Was für eine Misere: Seit Monaten und Jahren kennen die Aktien von Windunternehmen nur den Weg nach unten. Nordex ist heute sogar auf ein neues Mehrjahrestief gefallen. Jetzt in das fallende Messer zu greifen, wäre dumm.
Nordex-Aktionäre sind wahrlich nicht zu beneiden. Allein in den vergangenen vier Monaten hat das Papier des Windanlagenherstellers 40 Prozent an Wert verloren.
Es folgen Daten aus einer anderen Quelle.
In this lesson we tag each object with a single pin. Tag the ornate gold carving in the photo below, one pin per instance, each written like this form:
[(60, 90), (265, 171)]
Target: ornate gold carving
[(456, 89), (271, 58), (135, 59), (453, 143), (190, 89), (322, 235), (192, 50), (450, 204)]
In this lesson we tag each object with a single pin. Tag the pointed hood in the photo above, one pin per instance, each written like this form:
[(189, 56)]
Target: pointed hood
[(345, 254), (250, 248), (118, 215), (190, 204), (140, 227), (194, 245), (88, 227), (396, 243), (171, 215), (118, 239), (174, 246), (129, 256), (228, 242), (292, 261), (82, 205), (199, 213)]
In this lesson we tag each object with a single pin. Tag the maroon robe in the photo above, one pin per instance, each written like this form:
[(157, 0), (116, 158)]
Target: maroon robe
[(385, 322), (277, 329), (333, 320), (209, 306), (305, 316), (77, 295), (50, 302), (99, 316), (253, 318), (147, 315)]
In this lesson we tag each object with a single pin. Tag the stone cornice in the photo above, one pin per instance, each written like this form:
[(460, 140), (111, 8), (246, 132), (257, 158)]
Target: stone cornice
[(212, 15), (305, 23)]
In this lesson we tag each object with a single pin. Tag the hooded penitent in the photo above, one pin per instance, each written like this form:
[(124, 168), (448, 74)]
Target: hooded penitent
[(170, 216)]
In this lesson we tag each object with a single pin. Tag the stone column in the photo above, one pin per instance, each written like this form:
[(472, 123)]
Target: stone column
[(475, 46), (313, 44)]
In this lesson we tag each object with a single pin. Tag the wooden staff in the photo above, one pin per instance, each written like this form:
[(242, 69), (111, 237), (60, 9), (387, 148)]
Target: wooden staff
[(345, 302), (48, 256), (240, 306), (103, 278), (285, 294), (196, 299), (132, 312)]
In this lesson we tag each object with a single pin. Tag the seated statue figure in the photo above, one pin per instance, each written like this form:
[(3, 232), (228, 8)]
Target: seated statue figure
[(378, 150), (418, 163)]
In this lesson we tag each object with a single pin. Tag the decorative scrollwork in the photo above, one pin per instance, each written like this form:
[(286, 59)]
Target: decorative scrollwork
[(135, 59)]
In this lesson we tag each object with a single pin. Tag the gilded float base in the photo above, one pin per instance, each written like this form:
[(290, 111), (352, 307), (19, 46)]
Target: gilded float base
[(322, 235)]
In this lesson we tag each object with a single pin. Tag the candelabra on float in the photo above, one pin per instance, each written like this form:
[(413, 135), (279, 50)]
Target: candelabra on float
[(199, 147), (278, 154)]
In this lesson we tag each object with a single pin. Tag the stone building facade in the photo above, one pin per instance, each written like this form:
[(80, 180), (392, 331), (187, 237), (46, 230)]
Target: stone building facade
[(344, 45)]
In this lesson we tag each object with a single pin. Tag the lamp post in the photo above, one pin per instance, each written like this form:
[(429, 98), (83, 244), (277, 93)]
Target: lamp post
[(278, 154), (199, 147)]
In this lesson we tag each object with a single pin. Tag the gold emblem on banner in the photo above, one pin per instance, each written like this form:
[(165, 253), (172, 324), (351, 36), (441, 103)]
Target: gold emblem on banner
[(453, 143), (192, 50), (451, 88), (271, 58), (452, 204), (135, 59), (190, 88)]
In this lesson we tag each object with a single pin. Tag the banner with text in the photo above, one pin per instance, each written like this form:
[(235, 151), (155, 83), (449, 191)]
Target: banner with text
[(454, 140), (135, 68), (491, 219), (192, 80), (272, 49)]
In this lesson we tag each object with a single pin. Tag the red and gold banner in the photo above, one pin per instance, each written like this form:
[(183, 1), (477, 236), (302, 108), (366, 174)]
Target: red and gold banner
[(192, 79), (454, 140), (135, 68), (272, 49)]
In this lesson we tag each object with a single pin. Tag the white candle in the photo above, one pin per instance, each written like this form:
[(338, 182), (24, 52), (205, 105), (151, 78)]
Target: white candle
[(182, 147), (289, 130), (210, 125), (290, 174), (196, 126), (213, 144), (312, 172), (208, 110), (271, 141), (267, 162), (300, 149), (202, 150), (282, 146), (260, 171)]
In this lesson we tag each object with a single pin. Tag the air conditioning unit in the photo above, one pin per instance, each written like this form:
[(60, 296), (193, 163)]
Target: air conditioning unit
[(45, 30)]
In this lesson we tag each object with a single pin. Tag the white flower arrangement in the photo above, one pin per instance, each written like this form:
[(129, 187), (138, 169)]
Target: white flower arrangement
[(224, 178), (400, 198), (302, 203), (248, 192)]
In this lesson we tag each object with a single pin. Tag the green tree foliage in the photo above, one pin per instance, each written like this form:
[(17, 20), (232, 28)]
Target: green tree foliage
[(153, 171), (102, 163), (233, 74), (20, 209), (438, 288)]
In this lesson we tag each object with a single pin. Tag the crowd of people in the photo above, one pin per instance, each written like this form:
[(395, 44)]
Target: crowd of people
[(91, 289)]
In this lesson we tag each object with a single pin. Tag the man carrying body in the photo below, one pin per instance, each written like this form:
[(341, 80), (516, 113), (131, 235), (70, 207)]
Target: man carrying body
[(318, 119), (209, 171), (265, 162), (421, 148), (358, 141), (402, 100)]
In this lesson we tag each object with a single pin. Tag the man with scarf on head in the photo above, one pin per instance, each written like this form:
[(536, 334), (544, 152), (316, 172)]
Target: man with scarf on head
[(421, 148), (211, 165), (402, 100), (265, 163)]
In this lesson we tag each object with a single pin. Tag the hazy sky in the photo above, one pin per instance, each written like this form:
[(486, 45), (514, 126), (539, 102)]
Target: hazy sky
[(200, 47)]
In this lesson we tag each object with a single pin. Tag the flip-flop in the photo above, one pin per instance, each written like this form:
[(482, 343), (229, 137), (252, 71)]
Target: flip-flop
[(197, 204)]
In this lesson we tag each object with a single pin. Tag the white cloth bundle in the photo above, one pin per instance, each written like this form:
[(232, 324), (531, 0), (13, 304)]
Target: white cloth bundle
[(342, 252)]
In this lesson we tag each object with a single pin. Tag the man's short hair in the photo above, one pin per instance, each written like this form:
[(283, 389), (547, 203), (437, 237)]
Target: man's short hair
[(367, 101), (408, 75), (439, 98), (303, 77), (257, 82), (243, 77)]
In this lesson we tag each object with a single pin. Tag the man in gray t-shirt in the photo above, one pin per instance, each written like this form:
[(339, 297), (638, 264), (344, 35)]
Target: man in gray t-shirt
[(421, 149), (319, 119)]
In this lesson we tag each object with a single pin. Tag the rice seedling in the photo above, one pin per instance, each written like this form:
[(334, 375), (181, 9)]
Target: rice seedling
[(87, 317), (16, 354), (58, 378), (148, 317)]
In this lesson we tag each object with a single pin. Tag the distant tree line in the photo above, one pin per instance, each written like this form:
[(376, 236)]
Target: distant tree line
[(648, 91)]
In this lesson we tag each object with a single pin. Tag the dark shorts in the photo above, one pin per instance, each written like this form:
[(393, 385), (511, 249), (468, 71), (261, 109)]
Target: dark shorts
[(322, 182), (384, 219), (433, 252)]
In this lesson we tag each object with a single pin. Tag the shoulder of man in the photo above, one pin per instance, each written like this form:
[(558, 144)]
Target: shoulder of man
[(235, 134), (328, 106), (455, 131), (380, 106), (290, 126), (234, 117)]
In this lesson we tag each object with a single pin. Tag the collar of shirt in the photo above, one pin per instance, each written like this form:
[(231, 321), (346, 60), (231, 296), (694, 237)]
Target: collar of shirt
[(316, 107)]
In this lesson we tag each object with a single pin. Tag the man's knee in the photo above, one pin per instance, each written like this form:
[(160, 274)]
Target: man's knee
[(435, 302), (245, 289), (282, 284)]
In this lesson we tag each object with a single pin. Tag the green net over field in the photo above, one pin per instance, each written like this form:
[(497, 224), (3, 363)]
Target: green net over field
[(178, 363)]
Das Stichwort für den Kurssturz lautet: Überkapazitäten. Nordex möchte sich von dieser Misere befreien. „Bei den Anlagen geht der Weg weg vom Massenprodukt hin zu maßgeschneiderten Lösungen", so der neue Vorstandschef Jürgen Zeschky in einem Gespräch mit der Nachrichtenagentur dpa. Nordex will nun mit passgenauen Angeboten bei den Kunden punkten.

Gewinne müssen her
Ob es mit der Nordex-Aktie in diesem Jahr aufwärts geht, bleibt dennoch ungewiss. Der Windanlagenhersteller muss immer noch zeigen, dass er sich gegen die harte Konkurrenz durchsetzen kann und den Preiskampf besteht. Steht 2012 tatsächlich wie angekündigt ein operativer Gewinn von 10 bis 33 Millionen Euro, ist die Aktie derzeit mit einer Marktkapitalisierung von 216 Millionen Euro unterbewertet. Ob das Management sein Versprechen einhalten kann, bleibt fraglich. Die Aktie ist kein Kauf.